Thursday, August 13, 2009

Elusive Headpin - Part 1


It’s too late to say I’m sorry … at least for Joe’s sake. Looking at him lying there all dressed up in his “Sunday best”, it’s hard to imagine the effects of the years that had passed since last I saw him.

He was our steadiest bowler in Junior league. The “clean up” man on our five man shift. He fared quite well in that fashion…saved our butts on more than one occasion. I was very surprised to learn at the end of our first (and most successful year) that he had already enlisted in the Army. He left so fast, we never really had a chance to give him a formal “send off” when he left.

I had heard that he made the military his “career choice”, there were decades between instances where word of his life’s exploits would reach my ears.

We were so young then. Randy was the “ring leader” who pulled us all together… Captain Randy. I recall the day that he first approached me about joining the league. “Come on Jim, it’ll be fun. It’s a handicap league so, it really doesn’t matter much how good you are initially. “

I had bowled since I was a kid…with my dad mostly. We would go out on Sundays to the local bowling alleys. There were three in the area of our very rural home in upstate New York. The one we most often frequented was one in a town that had the obscure name of “Mabbetsville”. The bowling lanes themselves were a “family business”. The patriarch of the family ran the desk, the two sons cared for the lanes while Mom and her only daughter manned the “snack bar”.

During our Junior League days, each one of us had tried to woo Lisa, the daughter behind the snack bar. She was a petite brunette (some said “cute” although she never liked that term) that was generally pleasant if her Mom wasn’t “hovering” over the counter and giving her instructions. Our bowling shift in that first year was an early Saturday morning time slot and “Mom” didn’t make too many appearances then. She apparently was a “late riser” on weekends.

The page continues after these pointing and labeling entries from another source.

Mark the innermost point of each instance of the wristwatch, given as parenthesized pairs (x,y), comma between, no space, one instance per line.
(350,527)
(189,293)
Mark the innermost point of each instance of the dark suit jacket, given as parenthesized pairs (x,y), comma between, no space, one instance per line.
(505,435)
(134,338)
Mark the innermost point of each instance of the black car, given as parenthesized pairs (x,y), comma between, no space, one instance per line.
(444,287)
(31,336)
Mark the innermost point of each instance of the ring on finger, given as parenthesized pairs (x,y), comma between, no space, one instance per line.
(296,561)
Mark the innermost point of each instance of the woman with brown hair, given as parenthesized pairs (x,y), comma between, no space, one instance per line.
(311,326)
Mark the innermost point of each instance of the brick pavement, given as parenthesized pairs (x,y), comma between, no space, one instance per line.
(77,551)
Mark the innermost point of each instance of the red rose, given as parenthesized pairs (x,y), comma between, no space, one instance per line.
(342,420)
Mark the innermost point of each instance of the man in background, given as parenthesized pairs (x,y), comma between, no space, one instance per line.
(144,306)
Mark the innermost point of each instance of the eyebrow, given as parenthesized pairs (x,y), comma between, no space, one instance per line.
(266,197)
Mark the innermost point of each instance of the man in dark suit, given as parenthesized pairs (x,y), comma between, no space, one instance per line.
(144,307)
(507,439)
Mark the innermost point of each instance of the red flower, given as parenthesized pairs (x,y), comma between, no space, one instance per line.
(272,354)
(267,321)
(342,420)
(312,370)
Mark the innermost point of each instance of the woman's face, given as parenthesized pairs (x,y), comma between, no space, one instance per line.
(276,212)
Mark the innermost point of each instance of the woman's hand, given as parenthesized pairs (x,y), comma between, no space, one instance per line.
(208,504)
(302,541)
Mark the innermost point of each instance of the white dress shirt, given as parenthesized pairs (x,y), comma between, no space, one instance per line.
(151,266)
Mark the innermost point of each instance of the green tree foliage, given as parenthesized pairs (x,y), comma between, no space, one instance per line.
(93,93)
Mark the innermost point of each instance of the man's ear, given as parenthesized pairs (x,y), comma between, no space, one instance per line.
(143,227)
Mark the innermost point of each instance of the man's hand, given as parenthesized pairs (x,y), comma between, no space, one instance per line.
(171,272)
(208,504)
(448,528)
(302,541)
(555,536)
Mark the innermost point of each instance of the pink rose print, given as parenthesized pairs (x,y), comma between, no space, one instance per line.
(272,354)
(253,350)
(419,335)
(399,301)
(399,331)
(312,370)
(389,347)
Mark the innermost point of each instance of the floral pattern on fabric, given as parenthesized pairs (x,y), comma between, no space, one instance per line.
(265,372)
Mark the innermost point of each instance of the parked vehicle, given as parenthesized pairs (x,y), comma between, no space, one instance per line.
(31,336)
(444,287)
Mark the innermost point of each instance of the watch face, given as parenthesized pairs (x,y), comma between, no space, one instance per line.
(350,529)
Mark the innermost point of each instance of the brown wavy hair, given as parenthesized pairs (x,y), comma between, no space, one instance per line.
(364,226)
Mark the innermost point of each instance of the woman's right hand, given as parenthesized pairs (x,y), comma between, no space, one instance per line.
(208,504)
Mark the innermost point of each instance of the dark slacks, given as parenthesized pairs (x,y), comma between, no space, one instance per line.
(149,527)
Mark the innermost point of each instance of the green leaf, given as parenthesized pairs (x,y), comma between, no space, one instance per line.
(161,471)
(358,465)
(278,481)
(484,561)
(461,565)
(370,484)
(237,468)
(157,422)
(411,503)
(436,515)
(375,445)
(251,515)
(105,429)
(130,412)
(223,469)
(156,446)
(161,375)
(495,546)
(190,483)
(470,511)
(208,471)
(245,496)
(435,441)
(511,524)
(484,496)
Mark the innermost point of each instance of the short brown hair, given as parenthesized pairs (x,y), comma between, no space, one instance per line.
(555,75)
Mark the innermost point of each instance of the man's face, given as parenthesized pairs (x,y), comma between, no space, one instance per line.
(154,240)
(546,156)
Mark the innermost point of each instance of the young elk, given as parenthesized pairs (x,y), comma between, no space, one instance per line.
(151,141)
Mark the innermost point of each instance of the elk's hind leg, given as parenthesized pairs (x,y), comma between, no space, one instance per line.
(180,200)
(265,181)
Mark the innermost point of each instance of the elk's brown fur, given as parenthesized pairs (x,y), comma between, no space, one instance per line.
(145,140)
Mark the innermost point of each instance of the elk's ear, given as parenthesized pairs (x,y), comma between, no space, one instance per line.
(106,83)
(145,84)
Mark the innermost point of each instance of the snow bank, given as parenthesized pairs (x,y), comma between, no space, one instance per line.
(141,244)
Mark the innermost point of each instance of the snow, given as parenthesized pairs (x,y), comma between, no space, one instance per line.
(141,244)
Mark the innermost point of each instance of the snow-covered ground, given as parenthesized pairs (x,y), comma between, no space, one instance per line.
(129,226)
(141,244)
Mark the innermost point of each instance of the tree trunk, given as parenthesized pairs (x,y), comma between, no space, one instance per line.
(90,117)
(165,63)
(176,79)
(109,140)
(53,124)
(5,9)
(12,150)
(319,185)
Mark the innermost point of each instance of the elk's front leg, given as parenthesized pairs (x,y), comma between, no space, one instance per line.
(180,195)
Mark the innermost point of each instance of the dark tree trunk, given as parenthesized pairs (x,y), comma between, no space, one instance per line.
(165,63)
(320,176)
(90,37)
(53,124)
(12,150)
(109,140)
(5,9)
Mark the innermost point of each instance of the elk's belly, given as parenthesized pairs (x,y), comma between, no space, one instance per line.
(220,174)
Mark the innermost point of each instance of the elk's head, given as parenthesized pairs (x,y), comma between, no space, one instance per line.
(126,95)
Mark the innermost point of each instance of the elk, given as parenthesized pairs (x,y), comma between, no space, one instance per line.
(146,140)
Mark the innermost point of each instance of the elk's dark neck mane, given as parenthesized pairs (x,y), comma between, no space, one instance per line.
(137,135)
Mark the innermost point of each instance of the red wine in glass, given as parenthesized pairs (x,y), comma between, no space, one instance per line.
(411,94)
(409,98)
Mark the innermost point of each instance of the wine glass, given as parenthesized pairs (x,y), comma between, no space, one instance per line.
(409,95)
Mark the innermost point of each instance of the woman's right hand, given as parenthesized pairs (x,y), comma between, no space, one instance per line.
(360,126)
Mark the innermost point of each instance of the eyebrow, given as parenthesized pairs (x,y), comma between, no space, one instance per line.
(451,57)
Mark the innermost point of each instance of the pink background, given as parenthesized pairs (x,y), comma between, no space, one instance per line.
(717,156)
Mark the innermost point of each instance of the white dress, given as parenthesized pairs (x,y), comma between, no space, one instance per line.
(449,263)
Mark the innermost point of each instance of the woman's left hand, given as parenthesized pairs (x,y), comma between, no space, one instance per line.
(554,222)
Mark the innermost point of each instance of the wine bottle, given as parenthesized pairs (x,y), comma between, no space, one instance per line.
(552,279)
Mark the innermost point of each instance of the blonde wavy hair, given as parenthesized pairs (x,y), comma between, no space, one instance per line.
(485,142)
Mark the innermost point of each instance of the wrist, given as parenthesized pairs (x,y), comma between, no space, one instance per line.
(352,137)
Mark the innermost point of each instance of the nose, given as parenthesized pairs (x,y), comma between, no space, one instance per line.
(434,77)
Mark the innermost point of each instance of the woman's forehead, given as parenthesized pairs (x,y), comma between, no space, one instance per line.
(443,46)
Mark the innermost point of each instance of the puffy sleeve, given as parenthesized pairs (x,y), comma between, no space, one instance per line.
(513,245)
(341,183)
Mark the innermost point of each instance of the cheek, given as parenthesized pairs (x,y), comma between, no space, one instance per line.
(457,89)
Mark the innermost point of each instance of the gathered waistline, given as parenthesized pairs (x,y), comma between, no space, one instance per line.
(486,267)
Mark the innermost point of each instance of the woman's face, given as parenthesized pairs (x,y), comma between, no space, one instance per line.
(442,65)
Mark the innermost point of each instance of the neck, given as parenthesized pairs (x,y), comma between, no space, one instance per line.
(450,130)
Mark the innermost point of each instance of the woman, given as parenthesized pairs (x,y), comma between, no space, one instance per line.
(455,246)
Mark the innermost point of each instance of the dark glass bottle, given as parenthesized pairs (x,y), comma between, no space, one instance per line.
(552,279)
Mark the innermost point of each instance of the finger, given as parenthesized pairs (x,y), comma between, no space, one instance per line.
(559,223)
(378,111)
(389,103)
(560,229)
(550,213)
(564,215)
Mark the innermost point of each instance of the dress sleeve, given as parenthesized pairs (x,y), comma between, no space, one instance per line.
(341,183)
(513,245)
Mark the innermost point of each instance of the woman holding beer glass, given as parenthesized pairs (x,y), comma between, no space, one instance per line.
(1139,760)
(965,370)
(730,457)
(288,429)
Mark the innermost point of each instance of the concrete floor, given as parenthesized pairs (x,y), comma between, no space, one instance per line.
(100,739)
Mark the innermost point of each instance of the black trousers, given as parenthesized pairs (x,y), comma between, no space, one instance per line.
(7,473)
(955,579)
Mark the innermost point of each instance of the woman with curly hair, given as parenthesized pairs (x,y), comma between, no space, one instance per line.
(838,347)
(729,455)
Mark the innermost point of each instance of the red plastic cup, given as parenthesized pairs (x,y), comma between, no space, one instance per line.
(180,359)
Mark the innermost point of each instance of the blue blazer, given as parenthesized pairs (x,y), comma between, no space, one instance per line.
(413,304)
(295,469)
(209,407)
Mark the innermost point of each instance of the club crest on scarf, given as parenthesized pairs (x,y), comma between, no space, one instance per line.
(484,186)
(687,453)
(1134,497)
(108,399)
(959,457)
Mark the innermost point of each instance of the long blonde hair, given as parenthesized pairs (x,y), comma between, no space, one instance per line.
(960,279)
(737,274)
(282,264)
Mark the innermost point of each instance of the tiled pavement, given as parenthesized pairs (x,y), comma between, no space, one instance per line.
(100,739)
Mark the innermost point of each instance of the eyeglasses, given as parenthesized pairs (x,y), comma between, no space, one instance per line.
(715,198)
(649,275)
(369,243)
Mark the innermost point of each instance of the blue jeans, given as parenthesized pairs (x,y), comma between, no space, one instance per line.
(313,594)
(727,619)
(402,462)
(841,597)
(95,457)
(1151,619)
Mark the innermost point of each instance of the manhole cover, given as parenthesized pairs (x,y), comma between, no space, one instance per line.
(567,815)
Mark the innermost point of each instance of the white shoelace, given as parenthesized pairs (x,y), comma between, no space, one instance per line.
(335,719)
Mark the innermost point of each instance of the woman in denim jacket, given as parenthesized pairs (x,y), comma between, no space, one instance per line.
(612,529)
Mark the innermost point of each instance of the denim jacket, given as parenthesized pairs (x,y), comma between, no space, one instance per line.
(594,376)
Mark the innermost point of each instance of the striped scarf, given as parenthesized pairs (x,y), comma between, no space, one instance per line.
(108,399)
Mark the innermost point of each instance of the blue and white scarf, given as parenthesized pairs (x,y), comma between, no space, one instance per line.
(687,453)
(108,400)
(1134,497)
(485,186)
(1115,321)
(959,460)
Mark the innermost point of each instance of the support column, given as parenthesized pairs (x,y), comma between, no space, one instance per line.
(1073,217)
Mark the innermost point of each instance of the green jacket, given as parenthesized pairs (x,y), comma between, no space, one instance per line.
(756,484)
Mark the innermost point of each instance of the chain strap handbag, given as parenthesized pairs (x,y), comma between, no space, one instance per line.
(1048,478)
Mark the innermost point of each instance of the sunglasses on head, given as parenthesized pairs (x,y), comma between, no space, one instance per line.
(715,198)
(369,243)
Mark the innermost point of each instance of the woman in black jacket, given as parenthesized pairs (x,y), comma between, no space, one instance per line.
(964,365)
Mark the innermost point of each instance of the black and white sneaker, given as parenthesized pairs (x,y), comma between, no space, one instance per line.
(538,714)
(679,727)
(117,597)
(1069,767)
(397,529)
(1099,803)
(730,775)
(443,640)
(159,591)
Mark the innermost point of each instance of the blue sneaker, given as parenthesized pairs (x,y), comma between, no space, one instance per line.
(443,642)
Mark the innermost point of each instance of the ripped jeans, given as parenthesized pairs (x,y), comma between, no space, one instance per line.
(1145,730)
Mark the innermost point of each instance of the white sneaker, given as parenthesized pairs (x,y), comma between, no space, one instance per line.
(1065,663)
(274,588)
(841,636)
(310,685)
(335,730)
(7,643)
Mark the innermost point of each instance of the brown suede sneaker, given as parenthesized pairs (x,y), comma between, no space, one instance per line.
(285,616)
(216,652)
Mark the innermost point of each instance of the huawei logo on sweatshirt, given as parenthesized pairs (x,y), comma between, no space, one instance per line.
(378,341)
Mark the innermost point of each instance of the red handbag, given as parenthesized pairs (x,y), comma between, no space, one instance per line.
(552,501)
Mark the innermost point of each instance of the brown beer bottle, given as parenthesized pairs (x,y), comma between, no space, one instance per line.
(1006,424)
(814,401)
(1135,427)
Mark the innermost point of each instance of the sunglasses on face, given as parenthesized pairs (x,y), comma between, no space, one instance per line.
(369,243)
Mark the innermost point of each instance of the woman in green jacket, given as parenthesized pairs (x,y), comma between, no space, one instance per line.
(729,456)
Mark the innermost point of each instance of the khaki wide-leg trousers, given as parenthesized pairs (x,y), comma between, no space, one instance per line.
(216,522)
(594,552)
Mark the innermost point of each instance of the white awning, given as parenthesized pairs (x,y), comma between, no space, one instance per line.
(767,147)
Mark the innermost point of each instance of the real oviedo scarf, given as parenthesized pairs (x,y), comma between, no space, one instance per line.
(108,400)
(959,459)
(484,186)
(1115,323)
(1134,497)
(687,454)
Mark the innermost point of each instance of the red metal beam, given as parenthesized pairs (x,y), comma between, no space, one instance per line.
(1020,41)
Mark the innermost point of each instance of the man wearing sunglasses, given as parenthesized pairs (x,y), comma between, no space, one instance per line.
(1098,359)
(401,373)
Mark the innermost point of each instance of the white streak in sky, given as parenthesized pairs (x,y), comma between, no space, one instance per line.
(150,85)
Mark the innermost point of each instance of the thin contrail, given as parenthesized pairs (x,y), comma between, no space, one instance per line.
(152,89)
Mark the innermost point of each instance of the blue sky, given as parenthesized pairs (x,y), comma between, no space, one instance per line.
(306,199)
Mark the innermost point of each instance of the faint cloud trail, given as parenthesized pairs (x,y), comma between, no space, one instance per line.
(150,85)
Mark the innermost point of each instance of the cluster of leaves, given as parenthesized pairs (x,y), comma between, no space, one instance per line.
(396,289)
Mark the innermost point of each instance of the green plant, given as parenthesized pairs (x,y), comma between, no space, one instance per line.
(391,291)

We had a lot of success in that first year, we took first place in our Saturday morning league, played in two different tournaments and placed in both. In the tournaments it was decided that we would play in the doubles sections as well. This posed a minor problem as we were a five person team so, obviously there was an “odd man out” in this situation. I didn’t think much about it then but, it was Joe who quite readily volunteered to not play in the doubles sections allowing the rest of us that opportunity.